Am 28.09.2000 beantragte der Kläger bei dem Beklagten die Erstattung von Kosten der Schülerbeförderung für den Zeitraum vom 25.01.2000 bis zum 23.05.2000 in Höhe von 59,95 DM. Durch Bescheid vom 05.10.2000 lehnte der Beklagte den Antrag mit der Begründung ab, der Schulweg der Tochter des Klägers erreiche nicht die nach seiner Satzung über die Schülerbeförderung notwendige Mindestlänge von 2 km.
Am 19.10.2000 legte der Kläger gegen diesen Bescheid Widerspruch ein. Zur Begründung machte er geltend, der vom Beklagten gemessene Schulweg sei nicht der kürzeste, sichere öffentliche Weg im Sinne der Satzung über die Schülerbeförderung. Im Bereich der [B-Straße]/[C-Straße], die der Schulweg kreuze, verlaufe die Straße im Gefälle, was Autofahrer zu überhöhter Geschwindigkeit verleite. Es handele sich um eine große Kreuzung, die nicht mit einem Fußgängerüberweg versehen sei. Aus Sicherheitsgründen müsse seine Tochter einen Fußgängerüberweg benutzen, der sich nördlich in der [B-Straße] befinde. Bei Benutzung dieses Weges werde die Mindestentfernung überschritten.
Durch Widerspruchsbescheid vom 09.01.2001 (dem Kläger zugestellt am 16.01.2001) wies der Beklagte den Widerspruch zurück. Zur Begründung führte er aus, im Rahmen einer Kontrollmessung sei ermittelt worden, dass die Länge des Schulweges gemessen vom Schuleingang der [Grundschule] in der [D-Straße] bis zum Wohnhaus des Klägers 1.871 m betrage. Der beleuchtete und gut einsehbare Kreuzungsbereich [A-Straße]/[B-Straße]/[C-Straße] sei nicht als unsicher einzustufen. Der vom Kläger genannte Fußgängerüberweg werde von Schulkindern kaum benutzt.

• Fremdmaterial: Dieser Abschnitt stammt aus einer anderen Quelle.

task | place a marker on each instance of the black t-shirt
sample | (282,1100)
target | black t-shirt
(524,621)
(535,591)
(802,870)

Am 13.02.2001 hat der Kläger Klage erhoben. Zur Begründung wiederholt und vertieft er sein Widerspruchsvorbringen.
Der Kläger beantragt,
den Beklagten unter Aufhebung seines Bescheides vom 05.10.2000 und seines Widerspruchsbescheides vom 09.01.2001 zu verpflichten, ihm für den Zeitraum vom 25.01.2000 bis zum 23.05.2000 Kosten der Schülerbeförderung in Höhe von 30,65 Euro zu erstatten.
Der Beklagte beantragt,
die Klage abzuweisen.
Zur Begründung bezieht er sich auf seine Ausführungen im Widerspruchsbescheid.
Das Gericht hat das Polizeikommissariat [] um Auskunft zu den Verkehrsverhältnissen im Bereich der Kreuzung [A-Straße]/[B-Straße]/[C-Straße] gebeten. Wegen des genauen Inhalts der Anfrage wird auf Bl. 30, wegen des Inhalts der Antwort wird auf Bl. 32 der Gerichtsakte Bezug genommen. Des Weiteren hat das Gericht Aufzeichnungen über die vom Beklagten im betreffenden Bereich in den Jahren 1999 und 2000 durchgeführten Radarmessungen angefordert; insoweit wird auf Bl. 34 bis 37 der Gerichtsakte Bezug genommen.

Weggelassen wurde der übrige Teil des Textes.